Bowe pulls his arm away from me. “You’re fucking impossible,” he says, rolling onto his back. “Absolutely impossible.”

“What are we doing, Bowe?” I say.

“I don’t know,” he says. “You won’t tell me.”

“You tell me.”

“I don’t know!” he says.

“See? You don’t have a plan. You don’t know what you want.”

“I do know what I want,” he says. “I’m here, aren’t I? You fucking rejected me back in ’82 and took up with Randall, of all people. You rejected me back in Melbourne. You all but rejected me back in Paris. And still, I’m here, every night, any second that you want me. I know exactly what I want, Carrie. I’ve made it clear.”

I watch him throw his head back on the bed. And I let myself believe for a moment that maybe he means it. Maybe this time, maybe this man, means it.

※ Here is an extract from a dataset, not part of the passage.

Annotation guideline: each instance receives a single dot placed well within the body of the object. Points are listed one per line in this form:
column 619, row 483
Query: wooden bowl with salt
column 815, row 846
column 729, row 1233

“Just forget it,” he says. And then he turns his back to me and fluffs his pillow angrily. And I smile to myself because you don’t fluff a pillow you’re not planning to sleep on.

* * *

Bowe and I both take Sundays off from training. We need one day to recuperate. And sometimes, in the morning, I’ll watch tapes with my dad. But in the afternoons, even I need a break from tennis, and I can tell that my dad does not know what to do with himself.

Bowe starts coming over in the afternoons to play chess with my father on Sundays. Then it evolves into the two of them going to Blockbuster together and renting war movies.